November 11, 2002
Baptists take opposing sides in Utah free-speech case
___By Robert Marus
___ABP Washington Bureau
___SALT LAKE CITY (ABP)--A city block at the center of the Mormon universe now stands at the center of a legal dispute pitting claims of religious liberty against the freedom of speech.
___A three-judge panel of the 10th U.S. Circuit Court of Appeals has ruled that Salt Lake City officials violated the First Amendment by selling a section of a downtown street to the Church of Jesus Christ of Latter-day Saints for use as a religious park. Terms of the sale said the area would remain accessible to the public but allowed church officials to regulate speech, such as distribution of anti-Mormon literature, on the site.
___The case could go all the way to the U.S. Supreme Court. It has created strange bedfellows.

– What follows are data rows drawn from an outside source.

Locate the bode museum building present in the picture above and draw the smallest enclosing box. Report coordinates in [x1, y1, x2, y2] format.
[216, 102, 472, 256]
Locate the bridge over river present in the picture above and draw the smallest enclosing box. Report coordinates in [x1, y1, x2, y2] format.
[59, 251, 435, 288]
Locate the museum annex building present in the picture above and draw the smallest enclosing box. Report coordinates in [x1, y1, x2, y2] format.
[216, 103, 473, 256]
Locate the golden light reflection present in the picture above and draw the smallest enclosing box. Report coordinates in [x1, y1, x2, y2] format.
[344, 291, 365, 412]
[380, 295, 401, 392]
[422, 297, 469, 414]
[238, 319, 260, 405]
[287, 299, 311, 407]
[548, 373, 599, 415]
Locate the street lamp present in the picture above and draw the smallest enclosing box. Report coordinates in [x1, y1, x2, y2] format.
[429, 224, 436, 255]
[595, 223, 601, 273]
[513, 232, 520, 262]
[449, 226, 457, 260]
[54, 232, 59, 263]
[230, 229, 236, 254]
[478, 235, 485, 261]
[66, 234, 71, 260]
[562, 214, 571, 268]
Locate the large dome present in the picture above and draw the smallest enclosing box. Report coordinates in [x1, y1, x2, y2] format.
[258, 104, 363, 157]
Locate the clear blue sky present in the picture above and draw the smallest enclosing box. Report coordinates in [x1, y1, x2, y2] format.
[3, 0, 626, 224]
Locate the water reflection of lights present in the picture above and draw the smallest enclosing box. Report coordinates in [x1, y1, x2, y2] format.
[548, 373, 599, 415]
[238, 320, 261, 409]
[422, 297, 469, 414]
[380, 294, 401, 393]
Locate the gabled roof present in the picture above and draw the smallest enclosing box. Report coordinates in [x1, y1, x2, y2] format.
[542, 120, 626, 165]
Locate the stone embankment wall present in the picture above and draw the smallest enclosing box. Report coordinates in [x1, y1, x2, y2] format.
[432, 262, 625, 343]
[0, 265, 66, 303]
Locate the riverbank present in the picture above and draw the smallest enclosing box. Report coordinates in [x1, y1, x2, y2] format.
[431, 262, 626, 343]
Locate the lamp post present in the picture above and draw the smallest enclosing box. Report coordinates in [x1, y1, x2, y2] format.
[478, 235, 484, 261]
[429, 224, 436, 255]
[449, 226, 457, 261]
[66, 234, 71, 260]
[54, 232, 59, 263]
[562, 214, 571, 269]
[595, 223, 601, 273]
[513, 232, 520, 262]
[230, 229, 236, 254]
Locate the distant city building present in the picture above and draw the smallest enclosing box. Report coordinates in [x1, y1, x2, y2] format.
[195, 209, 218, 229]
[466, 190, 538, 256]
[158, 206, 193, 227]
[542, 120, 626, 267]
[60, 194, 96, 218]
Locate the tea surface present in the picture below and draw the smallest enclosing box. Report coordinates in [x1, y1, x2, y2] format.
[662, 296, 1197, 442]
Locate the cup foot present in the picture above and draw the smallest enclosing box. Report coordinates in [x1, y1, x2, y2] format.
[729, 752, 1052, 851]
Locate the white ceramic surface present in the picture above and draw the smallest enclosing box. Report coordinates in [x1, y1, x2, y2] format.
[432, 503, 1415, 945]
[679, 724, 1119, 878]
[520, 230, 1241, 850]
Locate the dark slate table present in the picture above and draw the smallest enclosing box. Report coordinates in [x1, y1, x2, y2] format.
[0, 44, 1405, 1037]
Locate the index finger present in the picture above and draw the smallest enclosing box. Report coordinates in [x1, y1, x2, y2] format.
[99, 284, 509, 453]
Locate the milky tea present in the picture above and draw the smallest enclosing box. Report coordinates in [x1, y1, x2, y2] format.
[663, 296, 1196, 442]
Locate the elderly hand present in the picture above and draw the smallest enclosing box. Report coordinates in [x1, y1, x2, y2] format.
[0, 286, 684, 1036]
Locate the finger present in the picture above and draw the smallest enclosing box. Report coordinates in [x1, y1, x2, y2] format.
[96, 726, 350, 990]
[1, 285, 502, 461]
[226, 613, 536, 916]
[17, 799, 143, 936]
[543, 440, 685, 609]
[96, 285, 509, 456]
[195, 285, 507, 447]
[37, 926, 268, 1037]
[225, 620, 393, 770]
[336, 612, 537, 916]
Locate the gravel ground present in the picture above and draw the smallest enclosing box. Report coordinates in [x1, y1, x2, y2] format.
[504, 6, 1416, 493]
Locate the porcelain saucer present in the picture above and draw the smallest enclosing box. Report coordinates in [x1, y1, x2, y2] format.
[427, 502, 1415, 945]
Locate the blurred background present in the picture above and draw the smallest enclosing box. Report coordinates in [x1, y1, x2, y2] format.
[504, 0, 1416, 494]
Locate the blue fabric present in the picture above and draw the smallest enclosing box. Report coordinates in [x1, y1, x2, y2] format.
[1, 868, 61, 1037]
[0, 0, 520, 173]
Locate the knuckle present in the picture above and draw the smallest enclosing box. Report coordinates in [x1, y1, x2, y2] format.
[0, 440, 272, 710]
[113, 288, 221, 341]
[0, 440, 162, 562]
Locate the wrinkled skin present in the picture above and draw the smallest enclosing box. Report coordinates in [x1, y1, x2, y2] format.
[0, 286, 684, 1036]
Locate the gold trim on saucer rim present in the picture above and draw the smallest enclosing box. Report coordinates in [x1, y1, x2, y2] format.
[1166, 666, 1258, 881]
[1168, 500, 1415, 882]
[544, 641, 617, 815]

A Southern Baptist minister and the American Civil Liberties Union join on one side, saying the sale terms violate free speech. A Baptist state convention joins the Mormons on the other, contending that churches have the right to remove protesters from their property.
___The pedestrian plaza formerly was a block of Salt Lake City's Main Street that divided the church's main administration complex from the historic Mormon Temple and other religious sites. The city sold the block to the church in 1999. Today it is a pedestrian plaza featuring religious statues, plants, benches and a reflecting pool.
___An easement retained by the city, however, allowed the general public access to the site after the sale. When city officials and church officials later drew up the official deed, they added language clarifying that public access did not include making the site a forum for free speech.
___But the 10th Circuit panel ruled in October that parts of the plaza that were once city sidewalks remain a "traditional public forum" for speech.
___"The purpose of the easement is to provide a pedestrian throughway that is part of the city's transportation grid, and in this respect it is identical to the purpose the sidewalks along that portion of Main Street previously served," the judges said.
___But the Mormon Church, which owned the land before the city obtained an easement in the first place, said the plaza no longer resembles a city street and therefore is not a public forum.
___Fifteen religious groups filed a friend-of-the-court brief supporting the Mormons' claim. They include the Colorado Baptist General Convention, the United Methodist Church and the Islamic Society of Colorado Springs.
___The brief says the three-judge panel's ruling endangers religious liberty because it opens the door to forcing churches to open their private property "for antagonistic demonstrations and marches."
___That is misdirected concern, Southern Baptist minister Kurt Van Gorden said in a telephone interview from his home in Victorville, Calif.
___A leader in a 104-year-old ministry called the Utah Gospel Mission, Van Gorden was arrested twice in April for passing out Christian literature on the plaza. He said LDS security guards first arrested and detained him and then turned him over to the custody of the Salt Lake City police. He was released on bail, and the church later dropped trespassing charges.
___"The Utah Gospel Mission, as a mission organization, as well as other mission groups, have used that section of Main Street to pass out gospel literature," Van Gorden said. "The city recognized that that was a public forum for over 150 years."
___The judges agreed with Van Gorden, saying the city could not delegate to the church in a public easement the power to restrict speech in a way that discriminates against non-Mormon viewpoints.
___But attorneys for the LDS church have asked for the full 10th Circuit Court to review the case because of its First Amendment implications. Among other things, the church argues that allowing the city to control a plaza filled with religious imagery could be viewed as establishment of religion, which is banned in the First Amendment.